ABSTRACT VIEW
INCREASING ADOLESCENTS' TRUST IN ONLINE NEWS THROUGH IMPROVED PATHWAYS TO SOCIAL MEDIA LITERACY
G. Fulantelli, D. Taibi
National Research Council of Italy (ITALY)
Research on adolescents' trust in news media reveals complex patterns: several studies suggest that traditional media channels remain the most trusted (Melro & Pereira, 2023), others point out that trust in internet news sources has increased to the detriment of traditional media (Muller et al., 2023). Despite recognizing the importance of reliable news, many adolescents often perceive news as boring, repetitive, and disconnected from youth (Tamboer et al., 2020), and increasingly tend to inform themselves through social media (Russmann & Hess, 2020).

However, many studies have highlighted the risks of using social media as the main source of information. Amongst the others, Sormanen et al. (2022) observe that many adolescents are passive social media news consumers, encountering news incidentally rather than actively seeking it. Nygren & Guath (2018) indicate that many teenagers struggle to determine the credibility of news sources, including false, biased, and vetted news. Millet et al. (2024) observe that collective social endorsement and source credibility influence users' perceptions of post credibility on social media. Finally, Corbu et al. (2022) highlight that despite apparent digital literacy, adolescents often have trouble assessing the accuracy and trustworthiness of the information they encounter.

Particularly important to the aim of this paper is the study conducted by Park et al. (2020), who found that increased social media use for accessing news resulted in a decline in trust in news media generally, indicating a negative impact of social media on news trust.

The construct of trust fit the activities carried out under the project "TASKs: Trust, Authority, Sense and Knowledge", funded by NextGenerationEU.
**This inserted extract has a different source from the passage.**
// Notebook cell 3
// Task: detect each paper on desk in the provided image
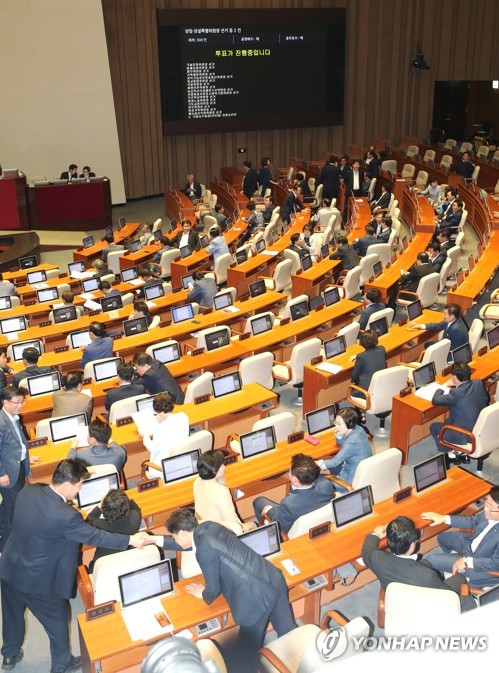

The project aims at analyzing interactions of journalism and journalists with citizens and media users, in light of changes that have been happening in the contemporary media ecosystem, where platforms govern interactions between news providers, content and users. In particular, TASKs monitors and assesses the entire process of communication through a triangulation of news providers’ performances and role perceptions, citizens’ and audience’s expectations and performances, and (platformed) journalistic news contents. The assumption is that within the platformized media ecosystem, media trust and journalistic authority cannot be evaluated anymore just by considering news organizations’ and journalists’ performances; conversely, media users’ perspective and the mediating role of platforms should be considered. To provide systematic and empirically-based insights on news media trust and journalistic authority, TASKs adopts an innovative multi-method approach that combines qualitative and quantitative research methods with AI-based techniques to analyse large-scale data. TASKs enriches the existing literature by combining users’ perspective with both journalists’ self-representations and news products. Finally, the project goes beyond the traditional focus on journalism as an institution, paying also attention to platform dependent news channels, which are potentially involved in the exchange between trust, authority, sense and knowledge.

Our paper aims to demonstrate how the results of the TASKs project become extremely important to inform improved media literacy education and strategies to increase adolescents' motivation for engaging with news content, particularly working on the development of the trust construct.

Keywords: Social media literacy, Artificial Intelligence, journalism, trust building.